Il y eut l’exil physique d’abord, à ces moments où je ne parvenais pas à exprimer quoi que ce soit ; où désir, manque et trop-plein ne faisaient qu’un ; où l’élan vers l’ailleurs était brut, pas encore émoussé par les murs, les limites, les frontières.
Mais mon chemin n’est pas une route goudronnée ni un chemin vicinal : mon chemin, c’est le temps. C’est ma vie et ses bifurcations, par l’entremise des choix, du fameux libre arbitre que nous croyons posséder.
Combien d’années se seront écoulées à chercher mon pays par l’écriture et la peinture ?
Il doit y avoir quelque chose de semblable chez le pèlerin, quel qu’il soit, quelle que soit la destination qu’il se donne.
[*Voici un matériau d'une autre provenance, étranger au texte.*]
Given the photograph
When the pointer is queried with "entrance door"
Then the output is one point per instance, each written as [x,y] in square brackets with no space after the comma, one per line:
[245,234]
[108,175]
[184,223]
En arrivant à la périphérie du but — à sa banlieue, toujours — une autre conscience se met en place : on comprend qu’un but peut en cacher un autre, plus dissimulé, plus urgent.
Et c’est aussi au moment où l’on imagine que l’errance va prendre fin que son acuité devient la plus vive.
Alors le regard revient en arrière, retrace le voyage, non par nostalgie décorative, mais pour mesurer le chemin parcouru. Comme si la fin obligeait à relire tout le trajet d’un seul coup.
On découvre alors ceci : le « chez-soi » que l’on cherchait obstinément dans l’ailleurs n’a jamais quitté le fond. L’égarement n’était pas une erreur, mais le parcours nécessaire pour délimiter un territoire.
Et tous les textes, tous les tableaux se répondent. Pour un œil exercé, chaque page, chaque toile n’est peut-être que la trace d’un pas que l’on croit faire hors de soi — alors qu’il dessinait, depuis le début, la forme exacte de soi.
L’exil, l’errance, la migration : une seule et même épopée, reprise sans cesse, jusqu’à ce qu’on entende enfin ce qu’elle disait.